Bitdefender’s research of more than 65,000 iOS apps on the Apple App Store revealed that tens of thousands of apps access contact information and other data without explicit user permission.
Catalin Cosoi, chief security researcher at Bitdefender, explained that the company used its Clueful app, which enables iPhone owners to learn what apps may be using personal data inappropriately, to collect data for the study.
Interestingly, Apple decided to remove the Clueful app from its App Store once Bitdefender collected its iOS app statistics.
“Some apps can upload your entire contact list [from the address book] to the developer cloud….You have absolutely no idea what the developer can do with that information”, Cosoi told Infosecurity. The developer might sell the personal data to marketers and advertisers, or even hackers.
“There might be privacy infringement that the user should be aware of when installing or using an iOS application”, he added.
Bitdefender also found 30.7% of the iOS apps analyzed can display ads and 16.4% can connect to Facebook. Other functions include tracking usage through Flurry analytics, Google Analytics or Mobclix analytics. Some apps use all three analytics software. Hundreds of apps analyzed also use the iPhone’s unique device identifier, which can identify the owner, while hundreds more use background voice-over-IP, Open Feint usage tracking, and other capabilities.

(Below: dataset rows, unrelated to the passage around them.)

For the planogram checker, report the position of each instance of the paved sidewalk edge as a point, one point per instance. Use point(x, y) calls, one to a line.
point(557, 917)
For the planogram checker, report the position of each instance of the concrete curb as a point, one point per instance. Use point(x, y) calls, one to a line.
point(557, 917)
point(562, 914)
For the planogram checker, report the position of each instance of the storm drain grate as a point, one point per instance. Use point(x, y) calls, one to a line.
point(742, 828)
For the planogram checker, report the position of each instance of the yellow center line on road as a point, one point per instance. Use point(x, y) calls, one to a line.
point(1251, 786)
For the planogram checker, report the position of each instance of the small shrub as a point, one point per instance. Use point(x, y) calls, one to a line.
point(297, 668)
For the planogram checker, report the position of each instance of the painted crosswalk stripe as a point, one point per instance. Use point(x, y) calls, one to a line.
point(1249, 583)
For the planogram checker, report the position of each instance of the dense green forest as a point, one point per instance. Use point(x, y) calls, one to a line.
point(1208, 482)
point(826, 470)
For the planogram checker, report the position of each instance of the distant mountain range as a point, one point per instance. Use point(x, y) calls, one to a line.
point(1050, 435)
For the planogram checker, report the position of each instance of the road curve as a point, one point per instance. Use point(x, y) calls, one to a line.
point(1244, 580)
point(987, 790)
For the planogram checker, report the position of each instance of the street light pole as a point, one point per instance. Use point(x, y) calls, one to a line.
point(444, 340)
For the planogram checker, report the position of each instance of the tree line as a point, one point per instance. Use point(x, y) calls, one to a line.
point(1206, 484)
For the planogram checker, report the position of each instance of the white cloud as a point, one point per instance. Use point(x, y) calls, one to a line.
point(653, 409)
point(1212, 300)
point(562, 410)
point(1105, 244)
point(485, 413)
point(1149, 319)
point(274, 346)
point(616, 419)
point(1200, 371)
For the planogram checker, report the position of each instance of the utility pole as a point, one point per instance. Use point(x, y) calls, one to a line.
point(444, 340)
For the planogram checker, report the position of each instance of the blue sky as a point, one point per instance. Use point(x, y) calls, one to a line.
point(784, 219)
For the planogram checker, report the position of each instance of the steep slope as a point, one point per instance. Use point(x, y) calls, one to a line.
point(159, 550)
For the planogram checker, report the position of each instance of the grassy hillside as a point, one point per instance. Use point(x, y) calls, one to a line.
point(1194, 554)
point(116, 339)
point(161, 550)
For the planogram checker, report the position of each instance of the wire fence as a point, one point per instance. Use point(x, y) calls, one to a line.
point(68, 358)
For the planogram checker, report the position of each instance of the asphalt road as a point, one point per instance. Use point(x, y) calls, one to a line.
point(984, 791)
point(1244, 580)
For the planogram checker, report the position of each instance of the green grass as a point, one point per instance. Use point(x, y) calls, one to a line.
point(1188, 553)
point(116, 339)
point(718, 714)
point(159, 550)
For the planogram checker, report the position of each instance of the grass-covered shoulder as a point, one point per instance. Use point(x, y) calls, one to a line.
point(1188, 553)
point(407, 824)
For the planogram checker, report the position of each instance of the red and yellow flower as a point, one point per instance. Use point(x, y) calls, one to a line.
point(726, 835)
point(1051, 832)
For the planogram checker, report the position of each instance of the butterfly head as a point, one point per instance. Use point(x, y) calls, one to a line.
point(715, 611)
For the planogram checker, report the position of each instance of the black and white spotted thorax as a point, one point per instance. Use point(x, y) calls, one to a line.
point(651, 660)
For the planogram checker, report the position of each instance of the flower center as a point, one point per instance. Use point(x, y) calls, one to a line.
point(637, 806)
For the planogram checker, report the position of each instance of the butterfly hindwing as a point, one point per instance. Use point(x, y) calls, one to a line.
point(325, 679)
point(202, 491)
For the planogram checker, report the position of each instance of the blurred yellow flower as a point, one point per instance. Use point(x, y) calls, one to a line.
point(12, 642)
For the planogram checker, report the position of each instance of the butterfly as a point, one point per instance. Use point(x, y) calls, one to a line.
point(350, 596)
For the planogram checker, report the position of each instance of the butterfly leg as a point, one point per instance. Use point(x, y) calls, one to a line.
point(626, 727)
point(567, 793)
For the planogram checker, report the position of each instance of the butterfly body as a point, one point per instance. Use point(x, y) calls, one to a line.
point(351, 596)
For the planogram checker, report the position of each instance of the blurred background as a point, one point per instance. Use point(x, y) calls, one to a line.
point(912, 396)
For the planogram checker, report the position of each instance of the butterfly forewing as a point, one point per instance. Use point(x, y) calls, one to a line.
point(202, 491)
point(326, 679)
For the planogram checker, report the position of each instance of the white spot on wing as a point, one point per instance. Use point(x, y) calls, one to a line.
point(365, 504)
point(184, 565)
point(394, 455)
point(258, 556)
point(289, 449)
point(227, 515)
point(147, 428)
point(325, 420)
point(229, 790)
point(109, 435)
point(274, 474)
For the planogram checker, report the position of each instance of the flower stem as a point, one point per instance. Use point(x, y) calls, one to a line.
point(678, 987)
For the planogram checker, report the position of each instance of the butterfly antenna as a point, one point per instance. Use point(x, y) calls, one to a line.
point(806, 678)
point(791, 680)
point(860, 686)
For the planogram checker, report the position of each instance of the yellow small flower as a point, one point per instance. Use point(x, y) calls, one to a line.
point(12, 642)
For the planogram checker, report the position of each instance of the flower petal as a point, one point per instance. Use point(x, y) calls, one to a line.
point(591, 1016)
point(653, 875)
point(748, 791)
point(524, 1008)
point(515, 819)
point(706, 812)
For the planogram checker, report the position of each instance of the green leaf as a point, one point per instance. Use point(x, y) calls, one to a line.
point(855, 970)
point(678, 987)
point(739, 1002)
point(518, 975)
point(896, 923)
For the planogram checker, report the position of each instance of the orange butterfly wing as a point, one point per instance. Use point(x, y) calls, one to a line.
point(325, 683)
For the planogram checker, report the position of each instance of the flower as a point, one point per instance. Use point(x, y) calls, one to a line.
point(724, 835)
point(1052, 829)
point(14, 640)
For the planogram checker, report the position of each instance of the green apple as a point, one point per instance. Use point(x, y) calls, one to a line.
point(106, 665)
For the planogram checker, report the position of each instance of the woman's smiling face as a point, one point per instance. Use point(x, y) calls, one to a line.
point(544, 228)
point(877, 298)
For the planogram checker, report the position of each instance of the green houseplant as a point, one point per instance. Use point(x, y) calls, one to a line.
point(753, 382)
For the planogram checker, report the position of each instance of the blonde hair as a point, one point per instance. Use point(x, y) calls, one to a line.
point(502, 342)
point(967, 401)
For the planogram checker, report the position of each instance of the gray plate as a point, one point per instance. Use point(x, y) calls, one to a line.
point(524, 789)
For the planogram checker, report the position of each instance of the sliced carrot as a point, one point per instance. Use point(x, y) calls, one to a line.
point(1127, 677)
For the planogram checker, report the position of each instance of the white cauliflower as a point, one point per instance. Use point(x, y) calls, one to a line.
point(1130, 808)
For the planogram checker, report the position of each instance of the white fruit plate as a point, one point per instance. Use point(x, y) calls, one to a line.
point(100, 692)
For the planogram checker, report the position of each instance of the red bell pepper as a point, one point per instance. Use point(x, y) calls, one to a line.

One application sends unencrypted passwords over an unprotected WiFi. “So you are using your smartphone at a conference, for instance, and you log into a specific service using that application. If an attacker is in the same network as you, the password you sent in the clear over the network can be intercepted by the attacker, who can then use the password to log into your account”, Cosoi explained.
“Users do not always know what applications are doing in the background while looking very pretty in the foreground. Once you know all the secrets about an application, you can decide whether you want to keep it if you already have it installed or whether you want to install it if you don’t have it already”, he said.
Apple did not return Infosecurity's request for comment on this story.